Although the collection’s strengths lie in a variety of literature studies, Spoken Arts also produced interviews of noted historical figures in science and political history. Those recordings now stand as oral histories from the period and were relatively rare in the spoken word recordings industry at the time. For instance, the collection includes a rare interview with the physicist, Dr. Edward Teller, sometimes referred to as the “father of the hydrogen bomb”. One of the more poignant recordings, now a snapshot of 20th century history is the recording of the noted Australian pediatrician, Dr. Helen Caldicott reading her paper entitled, “Nuclear Holocaust: The Medical Consequences of Nuclear War and Nuclear Power.”
Spoken Arts also offered recordings of the inaugural addresses of John F. Kennedy, Harry Truman and all four inaugural addresses of Franklin Delano Roosevelt. All of these types of recordings proved to be invaluable to the study of American history before the onset of the more fully developed media market of the present.
Adding to its already broad repertoire, Spoken Arts also produced several series of non-English language materials including surveys of French, German and Spanish drama, literature, poetry and music; samplings of Italian and Russian poetry; the Psalms read in both English and Hebrew; and Chinese folk and art songs.
About the Spoken Arts Founders
Luce and Arthur Klein met in the south of France, Luce’s native country, at the the end of World War II soon after Arthur had landed with the 7th Army. Arthur was working as an intelligence officer, decoding German messages. At the time, Luce was doing reconnaissance for the Maquis, working for the French underground as well as finding homes for Jewish children. Luce and Arthur met in a jeep on the road to Lyon, a city that had just been liberated by the Allies. Two years later, they were married in 1946.

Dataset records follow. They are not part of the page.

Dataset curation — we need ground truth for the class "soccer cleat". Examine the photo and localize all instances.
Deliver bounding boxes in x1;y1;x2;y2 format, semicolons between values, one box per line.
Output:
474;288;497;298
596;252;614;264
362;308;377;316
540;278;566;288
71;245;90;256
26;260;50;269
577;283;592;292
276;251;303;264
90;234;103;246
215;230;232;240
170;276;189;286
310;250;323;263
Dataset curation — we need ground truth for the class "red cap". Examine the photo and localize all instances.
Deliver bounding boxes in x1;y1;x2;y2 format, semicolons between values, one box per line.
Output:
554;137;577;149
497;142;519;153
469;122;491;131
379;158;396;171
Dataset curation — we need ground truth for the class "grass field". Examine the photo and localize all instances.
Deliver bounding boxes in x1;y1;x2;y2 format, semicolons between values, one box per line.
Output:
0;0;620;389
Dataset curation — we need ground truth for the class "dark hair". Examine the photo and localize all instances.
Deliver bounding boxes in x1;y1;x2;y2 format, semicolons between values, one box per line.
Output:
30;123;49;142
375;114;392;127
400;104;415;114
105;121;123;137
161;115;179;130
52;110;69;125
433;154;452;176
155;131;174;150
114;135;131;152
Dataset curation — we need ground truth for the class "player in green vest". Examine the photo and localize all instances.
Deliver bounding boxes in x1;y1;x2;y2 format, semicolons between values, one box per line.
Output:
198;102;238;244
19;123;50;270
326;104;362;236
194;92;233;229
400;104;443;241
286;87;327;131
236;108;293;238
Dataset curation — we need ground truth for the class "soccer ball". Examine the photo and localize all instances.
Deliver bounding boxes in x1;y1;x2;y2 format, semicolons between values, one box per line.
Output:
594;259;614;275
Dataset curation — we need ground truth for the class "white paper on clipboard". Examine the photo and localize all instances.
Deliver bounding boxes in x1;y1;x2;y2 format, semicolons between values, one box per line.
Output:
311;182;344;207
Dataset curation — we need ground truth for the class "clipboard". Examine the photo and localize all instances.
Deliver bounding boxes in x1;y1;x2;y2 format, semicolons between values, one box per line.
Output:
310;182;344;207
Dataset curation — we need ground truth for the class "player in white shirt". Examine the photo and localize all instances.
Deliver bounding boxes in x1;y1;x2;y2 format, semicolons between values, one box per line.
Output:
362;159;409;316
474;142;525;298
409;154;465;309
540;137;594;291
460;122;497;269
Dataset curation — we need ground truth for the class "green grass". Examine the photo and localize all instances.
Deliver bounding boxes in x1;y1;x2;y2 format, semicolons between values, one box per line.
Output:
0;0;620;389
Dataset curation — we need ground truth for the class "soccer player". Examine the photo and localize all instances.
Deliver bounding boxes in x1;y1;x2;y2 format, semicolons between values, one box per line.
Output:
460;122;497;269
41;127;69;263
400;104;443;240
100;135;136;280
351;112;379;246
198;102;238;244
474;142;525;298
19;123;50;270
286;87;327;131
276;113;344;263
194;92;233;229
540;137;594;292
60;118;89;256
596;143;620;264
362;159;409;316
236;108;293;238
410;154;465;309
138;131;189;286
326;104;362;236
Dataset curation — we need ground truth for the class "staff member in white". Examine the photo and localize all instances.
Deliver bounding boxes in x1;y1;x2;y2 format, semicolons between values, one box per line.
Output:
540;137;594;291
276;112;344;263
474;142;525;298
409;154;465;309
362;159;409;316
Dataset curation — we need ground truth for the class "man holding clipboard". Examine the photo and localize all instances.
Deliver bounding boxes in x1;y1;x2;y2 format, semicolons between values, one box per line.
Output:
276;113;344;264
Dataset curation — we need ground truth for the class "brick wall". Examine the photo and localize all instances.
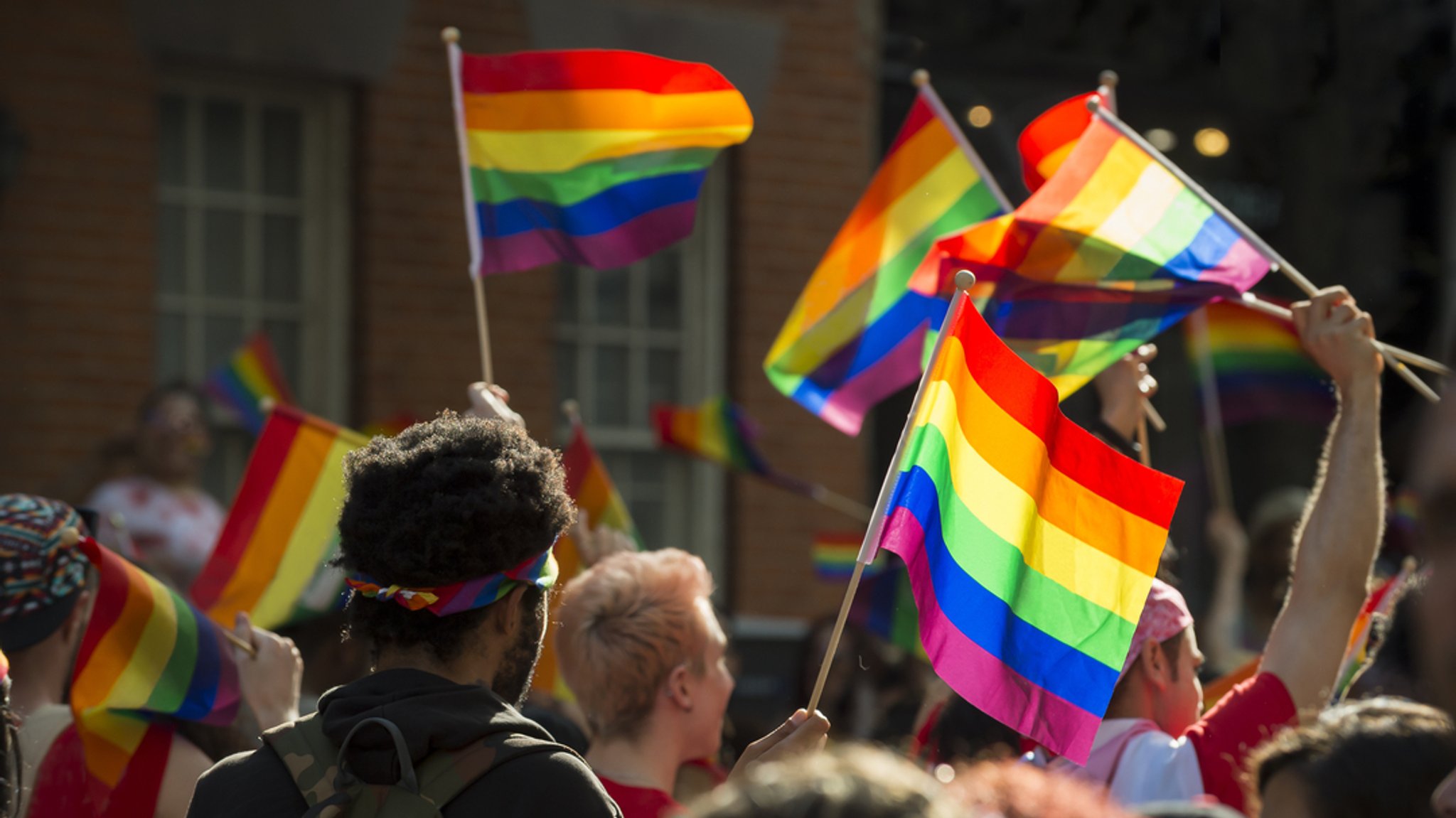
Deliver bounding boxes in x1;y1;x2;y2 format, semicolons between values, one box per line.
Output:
0;0;878;615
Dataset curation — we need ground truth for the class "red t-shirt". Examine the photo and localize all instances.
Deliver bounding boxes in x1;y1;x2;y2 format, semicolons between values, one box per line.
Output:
1184;672;1299;812
597;776;683;818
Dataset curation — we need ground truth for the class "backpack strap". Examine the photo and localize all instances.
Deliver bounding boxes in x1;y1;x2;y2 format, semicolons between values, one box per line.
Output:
417;732;585;809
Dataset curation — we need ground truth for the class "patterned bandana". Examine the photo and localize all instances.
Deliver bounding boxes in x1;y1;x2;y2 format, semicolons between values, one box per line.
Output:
345;543;557;615
0;495;89;623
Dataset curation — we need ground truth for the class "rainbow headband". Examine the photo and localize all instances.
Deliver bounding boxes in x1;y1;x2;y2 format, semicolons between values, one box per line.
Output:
343;543;559;615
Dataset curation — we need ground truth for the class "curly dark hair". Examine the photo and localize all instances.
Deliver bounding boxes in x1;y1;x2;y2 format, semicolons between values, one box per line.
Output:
338;412;575;662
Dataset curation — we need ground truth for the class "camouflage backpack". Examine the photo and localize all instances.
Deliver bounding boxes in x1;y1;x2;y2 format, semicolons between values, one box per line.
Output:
264;714;571;818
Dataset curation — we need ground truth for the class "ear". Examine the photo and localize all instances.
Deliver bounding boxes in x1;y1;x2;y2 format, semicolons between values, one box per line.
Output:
665;662;693;714
491;585;525;636
1137;639;1167;690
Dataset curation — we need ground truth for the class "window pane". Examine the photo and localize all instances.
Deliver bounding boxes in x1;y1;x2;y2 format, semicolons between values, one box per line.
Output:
203;316;243;371
156;313;188;383
157;95;188;185
203;99;243;190
157;205;186;293
264;108;303;196
591;345;631;426
646;350;680;404
646;247;683;329
556;264;581;323
264;215;303;304
593;268;631;326
203;208;243;296
556;340;585;411
264;321;303;396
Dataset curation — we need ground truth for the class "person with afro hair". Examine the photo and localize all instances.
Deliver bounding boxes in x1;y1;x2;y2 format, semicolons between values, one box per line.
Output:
191;412;621;818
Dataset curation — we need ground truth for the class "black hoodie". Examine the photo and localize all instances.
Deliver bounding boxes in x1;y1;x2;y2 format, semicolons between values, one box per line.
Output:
188;669;621;818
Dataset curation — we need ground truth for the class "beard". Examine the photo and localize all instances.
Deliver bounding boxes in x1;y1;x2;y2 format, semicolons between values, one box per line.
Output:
491;591;546;707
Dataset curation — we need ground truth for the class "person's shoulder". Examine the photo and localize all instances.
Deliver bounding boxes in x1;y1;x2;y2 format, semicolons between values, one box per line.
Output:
447;746;621;818
188;746;307;817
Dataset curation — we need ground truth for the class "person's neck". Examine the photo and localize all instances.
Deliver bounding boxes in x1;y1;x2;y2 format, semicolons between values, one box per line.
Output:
587;718;681;795
374;647;498;690
10;640;68;719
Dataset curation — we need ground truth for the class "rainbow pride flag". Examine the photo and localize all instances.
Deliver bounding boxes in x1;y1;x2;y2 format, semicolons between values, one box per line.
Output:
189;406;368;628
532;419;642;701
449;43;753;275
1017;92;1102;192
914;111;1270;397
869;291;1182;763
763;85;1010;435
205;332;294;435
70;539;240;804
1184;301;1335;426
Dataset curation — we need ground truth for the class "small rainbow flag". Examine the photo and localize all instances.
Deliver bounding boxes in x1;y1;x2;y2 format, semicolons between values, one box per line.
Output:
449;43;753;275
189;406;368;628
70;539;240;804
1184;301;1335;426
1329;557;1415;703
916;111;1270;397
532;418;642;701
1017;92;1102;192
871;291;1182;763
811;532;884;582
763;85;1010;435
205;332;294;435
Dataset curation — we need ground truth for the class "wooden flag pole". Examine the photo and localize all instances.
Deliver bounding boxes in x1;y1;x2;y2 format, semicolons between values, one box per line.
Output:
1088;99;1440;403
808;269;975;714
1188;308;1233;511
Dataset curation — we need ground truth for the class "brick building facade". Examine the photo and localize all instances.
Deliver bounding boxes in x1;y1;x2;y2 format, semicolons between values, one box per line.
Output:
0;0;879;617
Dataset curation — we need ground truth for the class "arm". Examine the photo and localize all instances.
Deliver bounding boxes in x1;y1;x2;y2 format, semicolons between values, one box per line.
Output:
1261;286;1385;714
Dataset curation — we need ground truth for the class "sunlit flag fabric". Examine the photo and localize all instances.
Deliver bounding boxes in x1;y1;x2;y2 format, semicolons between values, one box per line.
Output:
205;332;293;435
763;86;1006;434
1017;92;1101;192
1184;301;1335;426
70;539;240;804
189;406;368;628
879;292;1182;763
449;43;753;275
916;117;1270;397
532;421;642;700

Arthur Klein had already earned his B.A, and M.A. at the University of Michigan, where he later earned his PhD in Dramatic Theater Arts. He taught Theater Arts at the University of Michigan, and in 1948 at the University of California at Berkeley where he was an Assistant Professor in the Department of Drama.
After the war and marriage, Dr. Klein worked in England and on the continent as an actor and producer/director of plays. He was the first American to be appointed to the directing staff of the Royal Academy of Dramatic Arts in London, where Laurence Olivier came to watch him perform.
Luce Klein studied at the University in Lyon, France during the war, and then later completed her PhD in Comparative Literature in 1969 at Columbia University in New York. Her book, “Portrait de la Juive dans la littérature française” (Portrait of the Jewish Woman in French Literature) is considered the seminal book on the topic in almost 200 international libraries.
Together, both Luce and Arthur Klein collaborated on writing articles in French and English on Dramatic Arts, translating plays, and directing, acting, and producing several theatrical productions which toured throughout Europe.
In 1956, after living several years abroad, Luce and Arthur Klein founded Spoken Arts, Inc. in New Rochelle, NY. They believed there was a need to preserve the voice of authors, through the recording of their works.
Their first release was “The Art of Ruth Draper”, the legendary actress who was the queen of one-person theater. She paved the way for actresses like Lily Tomlin and Whoopi Goldberg.